Wyoming news briefs for August 18
Climber’s body recovered high on Gannett Peak
RIVERTON – The search for a 41-year-old Cheyenne man ended Monday afternoon, when he was found deceased on Gannett Peak.
The missing man has been identified as Thor Hallingbye.
Sublette County Sheriff's Office Sgt. Travis Bingham said the climber was reported missing Sunday morning, apparently after getting separated from his excursion group on Saturday, near Gannett Peak, the tallest mountain in Wyoming at 13,804 feet.
“At this time the death appears to be a tragic climbing accident,” Fremont County Sheriff Ryan Lee said Tuesday.
Lee said the investigation into Hallingbye’s death is continuing, involving the Fremont County Sheriff’s Office, Fremont County Coroner, and the Sublette County Sheriff’s Office.
Hallingbye’s climbing party had entered the wilderness from the Green Lakes Trailhead in Sublette County, which is typical for climbers attempting the Gannett summit.
The Sublette County Sheriff’s office began search efforts Sunday and later found the missing man Monday afternoon at an approximate elevation of 12,900 feet, within Fremont County, on the northeast face of Gannett Peak.

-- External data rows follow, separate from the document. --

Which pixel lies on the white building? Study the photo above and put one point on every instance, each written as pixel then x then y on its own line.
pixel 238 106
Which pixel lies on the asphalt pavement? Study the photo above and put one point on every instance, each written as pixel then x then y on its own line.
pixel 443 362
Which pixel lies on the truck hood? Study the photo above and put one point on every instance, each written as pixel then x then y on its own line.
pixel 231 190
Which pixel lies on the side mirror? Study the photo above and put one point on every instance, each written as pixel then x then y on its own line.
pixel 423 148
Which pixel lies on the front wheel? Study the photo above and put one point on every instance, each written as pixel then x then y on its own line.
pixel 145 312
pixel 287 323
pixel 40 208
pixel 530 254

The body was airlifted to the Lander’s Hunt Field airport late Monday afternoon.
LCCC president: Budget cuts leave college finances in “chaos”

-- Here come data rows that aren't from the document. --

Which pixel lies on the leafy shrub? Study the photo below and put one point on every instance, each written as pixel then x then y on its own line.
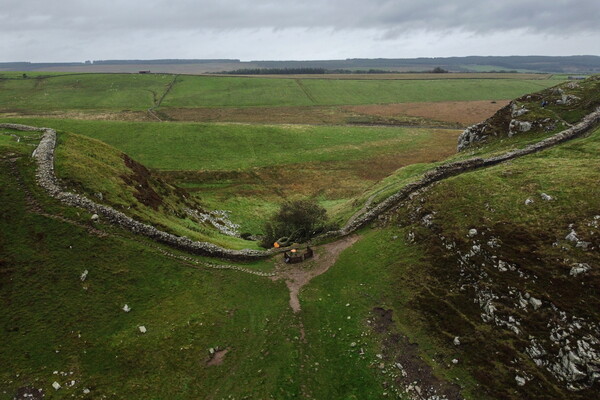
pixel 296 221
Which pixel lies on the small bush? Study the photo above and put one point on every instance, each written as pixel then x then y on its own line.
pixel 296 221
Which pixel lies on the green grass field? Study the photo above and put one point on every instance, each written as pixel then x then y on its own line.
pixel 248 169
pixel 58 327
pixel 118 92
pixel 96 92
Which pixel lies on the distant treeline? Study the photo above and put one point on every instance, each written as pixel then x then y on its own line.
pixel 543 64
pixel 314 71
pixel 275 71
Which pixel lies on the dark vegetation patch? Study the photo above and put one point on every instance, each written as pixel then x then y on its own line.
pixel 405 356
pixel 140 180
pixel 530 237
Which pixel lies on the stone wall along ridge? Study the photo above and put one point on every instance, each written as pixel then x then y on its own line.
pixel 44 155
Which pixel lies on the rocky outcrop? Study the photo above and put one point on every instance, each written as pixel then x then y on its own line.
pixel 455 168
pixel 44 154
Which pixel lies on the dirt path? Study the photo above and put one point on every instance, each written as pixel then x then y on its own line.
pixel 298 275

CHEYENNE – Laramie County Community College experienced the largest reduction in state funding in its history last fall, and the loss of $8 million impacted not only the upcoming fall semester, but the future of the college.
“There’s no better term to explain our fiscal environment right now than chaos,” LCCC President Joe Schaffer said during his State of the College address Monday.
Even with emergency funding due to the pandemic and federal stimulus programs, the college is struggling to navigate the funding cuts, he said.
The administration is not unaccustomed to this kind of financial restriction, though. According to LCCC financial records, over the past decade, there has been a downward trend in stable funding to community colleges in the area.
Ten years ago, funding from the state’s biennium budget to LCCC was $192 million. Going into the 2023- 24 biennium, only $147 million will be allocated to the local college. Taking into account inflation and other economic factors, this was a loss of more than $98 million in funding to the school.
And in the past four years, there has been a cut in state funding to LCCC by 25 percent.
“There’s been a mantra that we need smaller government and less state spending,” Schaffer said. “And if that is our goal, what I can tell you is that we are accomplishing it when it comes to higher education.”
One of the ways LCCC has managed to function throughout these cuts to state aid is through its major one-time funding, which often comes in the form of private donations and investments.
Powell man alleged to have fled from police while on bond for foot chase
POWELL — A Powell man who led police on a foot chase mid-July is now facing charges that allege he led a deputy on a higher speed pursuit less than two weeks later.
Lon F. Middleton, 36, is alleged to have fled from a Park County Sheriff’s deputy at upwards of 90 miles per hour on July 26.
Park County prosecutors have filed four misdemeanor charges alleging Middleton sped, eluded police and drove without valid auto insurance or vehicle registration.
However, at an appearance in Circuit Court on Friday, he vehemently denied being the driver of the vehicle in question.
“I haven’t driven anywhere and I have not been pulled over. I haven’t violated anything,” Middleton said, pleading not guilty to the charges.
At the time of the pursuit, Middleton was awaiting trial in connection with a July 16 incident, in which he allegedly fought with a bartender at the Red Zone Sports Bar and Grill before running away from responding police officers. Bystanders reportedly cheered officers on as they pursued Middleton through downtown Powell.
He’d been out on a $500 bond for roughly a week when Park County Sheriff’s Deputy Allen Cooper spotted a Ford Crown Victoria speeding down Lane 9.
At one point, “I was traveling over 90 miles per hour and the white Ford was pulling away from me handily,” Cooper wrote in an affidavit.
The Park County Attorney’s Office later filed criminal charges in connection with the pursuit and moved to revoke Middleton’s bond in connection with the Red Zone case; police arrested him in Powell on Wednesday.
During Friday’s hearing in Circuit Court, Judge Bruce Waters set Middleton’s bond at $7,000, which was posted by a family member later in the day.